More recently Nick Clegg reiterated their intention/promise that this will be the greenest government ever, while presenting these proposed changes (to kill off big solar) as something in the public interest. It’s hard to see greenness in this policy ‘emergency stop’ though. This government did not create FiTs it inherited them (so no cred there) and rather than enhance them they propose to restrict them by removing big solar from the mix, and capping the total spend. There was no cap before, that’s a coalition government change – presented as a saving, based on the tenuous proposition that the previous government estimated the cost of FiTs to be £400 million (in 2014/15) – and so by limiting the spend to 360 Million, there’s an actual saving…… (the ‘saving’ would be some 50p per household per year BTW – big whoop)

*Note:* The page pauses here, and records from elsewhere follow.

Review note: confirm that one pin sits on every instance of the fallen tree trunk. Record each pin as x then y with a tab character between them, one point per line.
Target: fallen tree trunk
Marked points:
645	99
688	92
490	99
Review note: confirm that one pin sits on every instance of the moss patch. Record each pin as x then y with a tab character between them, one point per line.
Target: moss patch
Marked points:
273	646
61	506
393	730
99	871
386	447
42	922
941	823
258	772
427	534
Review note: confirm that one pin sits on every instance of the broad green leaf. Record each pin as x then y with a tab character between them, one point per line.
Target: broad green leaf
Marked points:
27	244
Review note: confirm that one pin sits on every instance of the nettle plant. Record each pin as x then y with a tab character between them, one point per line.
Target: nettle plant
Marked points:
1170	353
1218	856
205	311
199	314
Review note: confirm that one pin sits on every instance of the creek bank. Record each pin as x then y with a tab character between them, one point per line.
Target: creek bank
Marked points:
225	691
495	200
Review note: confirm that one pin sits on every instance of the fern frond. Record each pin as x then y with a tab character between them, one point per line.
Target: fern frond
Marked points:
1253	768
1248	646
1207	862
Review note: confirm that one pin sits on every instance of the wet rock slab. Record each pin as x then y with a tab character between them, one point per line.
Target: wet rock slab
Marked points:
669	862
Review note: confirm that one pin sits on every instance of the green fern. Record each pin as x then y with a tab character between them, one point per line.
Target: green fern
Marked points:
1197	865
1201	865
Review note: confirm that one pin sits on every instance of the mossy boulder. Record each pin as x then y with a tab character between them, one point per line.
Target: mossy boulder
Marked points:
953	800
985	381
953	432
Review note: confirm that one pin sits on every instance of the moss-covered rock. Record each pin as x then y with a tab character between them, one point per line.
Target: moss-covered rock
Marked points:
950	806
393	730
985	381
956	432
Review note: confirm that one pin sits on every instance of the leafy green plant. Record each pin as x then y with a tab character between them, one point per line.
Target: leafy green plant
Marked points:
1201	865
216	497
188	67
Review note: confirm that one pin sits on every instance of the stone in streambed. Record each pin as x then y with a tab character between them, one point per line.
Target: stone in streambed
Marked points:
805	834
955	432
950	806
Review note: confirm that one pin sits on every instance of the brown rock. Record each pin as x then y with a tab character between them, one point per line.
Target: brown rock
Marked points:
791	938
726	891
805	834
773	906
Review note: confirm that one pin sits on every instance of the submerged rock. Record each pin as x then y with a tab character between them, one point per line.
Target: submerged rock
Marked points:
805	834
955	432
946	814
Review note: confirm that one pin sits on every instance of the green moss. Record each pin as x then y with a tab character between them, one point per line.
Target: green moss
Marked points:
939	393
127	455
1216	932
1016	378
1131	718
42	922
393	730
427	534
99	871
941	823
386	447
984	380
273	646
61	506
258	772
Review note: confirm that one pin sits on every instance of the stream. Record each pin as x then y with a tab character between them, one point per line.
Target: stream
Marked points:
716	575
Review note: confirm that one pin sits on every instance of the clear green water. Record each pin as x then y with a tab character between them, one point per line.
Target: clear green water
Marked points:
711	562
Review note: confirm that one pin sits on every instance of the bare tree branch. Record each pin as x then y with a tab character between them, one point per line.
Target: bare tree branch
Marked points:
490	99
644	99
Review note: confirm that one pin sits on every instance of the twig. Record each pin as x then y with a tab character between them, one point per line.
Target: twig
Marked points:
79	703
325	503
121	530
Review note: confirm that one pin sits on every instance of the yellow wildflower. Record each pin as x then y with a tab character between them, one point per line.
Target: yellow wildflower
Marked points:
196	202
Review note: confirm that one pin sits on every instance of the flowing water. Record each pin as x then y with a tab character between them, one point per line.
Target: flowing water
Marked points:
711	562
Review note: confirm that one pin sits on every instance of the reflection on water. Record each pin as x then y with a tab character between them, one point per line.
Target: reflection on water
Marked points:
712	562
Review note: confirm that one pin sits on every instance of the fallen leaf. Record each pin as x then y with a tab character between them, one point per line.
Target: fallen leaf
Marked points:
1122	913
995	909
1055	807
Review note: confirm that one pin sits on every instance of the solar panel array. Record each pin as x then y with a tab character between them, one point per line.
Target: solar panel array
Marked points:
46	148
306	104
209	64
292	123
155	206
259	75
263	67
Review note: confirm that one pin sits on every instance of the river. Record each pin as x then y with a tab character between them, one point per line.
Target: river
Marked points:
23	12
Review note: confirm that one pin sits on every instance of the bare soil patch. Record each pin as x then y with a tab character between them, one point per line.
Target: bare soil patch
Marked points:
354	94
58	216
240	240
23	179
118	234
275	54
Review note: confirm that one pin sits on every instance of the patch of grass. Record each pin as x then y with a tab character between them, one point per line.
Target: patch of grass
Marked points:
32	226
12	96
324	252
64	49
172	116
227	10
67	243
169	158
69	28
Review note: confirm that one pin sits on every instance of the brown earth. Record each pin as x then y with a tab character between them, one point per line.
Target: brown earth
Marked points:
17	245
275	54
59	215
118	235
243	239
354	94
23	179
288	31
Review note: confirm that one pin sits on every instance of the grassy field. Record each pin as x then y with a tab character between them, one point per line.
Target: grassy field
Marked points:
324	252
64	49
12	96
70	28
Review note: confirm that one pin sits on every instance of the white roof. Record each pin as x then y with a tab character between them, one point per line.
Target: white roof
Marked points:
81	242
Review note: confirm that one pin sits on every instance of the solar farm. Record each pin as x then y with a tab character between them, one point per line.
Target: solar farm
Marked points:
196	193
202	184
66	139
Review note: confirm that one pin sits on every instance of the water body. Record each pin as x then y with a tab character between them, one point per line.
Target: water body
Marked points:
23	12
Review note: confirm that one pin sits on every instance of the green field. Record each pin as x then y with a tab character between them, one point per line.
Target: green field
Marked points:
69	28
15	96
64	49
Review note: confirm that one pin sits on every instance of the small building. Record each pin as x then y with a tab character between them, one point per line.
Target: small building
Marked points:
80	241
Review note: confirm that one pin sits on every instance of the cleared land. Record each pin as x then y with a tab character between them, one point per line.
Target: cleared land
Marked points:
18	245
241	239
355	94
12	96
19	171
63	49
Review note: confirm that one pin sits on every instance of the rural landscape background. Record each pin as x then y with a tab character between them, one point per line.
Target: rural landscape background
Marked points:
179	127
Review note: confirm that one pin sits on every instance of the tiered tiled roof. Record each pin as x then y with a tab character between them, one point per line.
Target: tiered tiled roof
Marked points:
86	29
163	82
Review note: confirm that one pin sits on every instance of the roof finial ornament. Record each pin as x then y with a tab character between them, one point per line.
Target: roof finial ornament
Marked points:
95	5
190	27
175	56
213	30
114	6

With electricity consumption in the UK split roughly two-thirds business and one third domestic, the £360 million cap equates to £5 per year per household (on their energy bills). Is that really too much to pay. Oil prices have risen sharply recently, and not for the first (or last) time – the impact this has on household energy bills is far (far) greater than £5 a year – better to spend that money (all our spare money in fact) on indigenous energy sources, than pay it to global market speculators (many of whom are banks by the way).
And then there’s jobs; Remember all the talk of new green jobs before the election? Germany has 133,000 people employed in it’s solar sector now and 17,000MW capacity installed – in a 10 Billion Euro a year industry. We in the UK have a measly 60 odd MW.
Brave New World indeed. More 1984 in my opinion, all propaganda and Doublethink. Cuts are boosting renewable energy, capping an estimate is a saving and big solar is the bogey man.
Here’s another example of disinformation – Chris Huhne on Yougen – “The key point is that if people want to do solar PV at scale on the same subsidies which were designed for small solar, we need to be careful as the comparison will not be with small solar, but with onshore wind. In that comparison onshore wind looks much more economic.”
Large scale solar does not get the same subsidy as small solar – it gets 30% less – it gets support designed for large scale solar. To say, or suggest, otherwise is just wrong. And why compare it to onshore wind – if that’s the governments approach they should compare offshore wind to onshore (one costs twice as much as the other) and overhaul their policy on that – there’s no value for money in offshore wind if onshore is the benchmark.
So there it is, a veritable blizzard of ministerial disinformation to soften us all up for the pulling of the plug on big solar. After the consultation process of course, the outcome of which hasn’t been prejudged…. 🙂
We’re building the UK’s very first Sun Park right now – it may well be it’s one and only. And that looks just plain daft to me.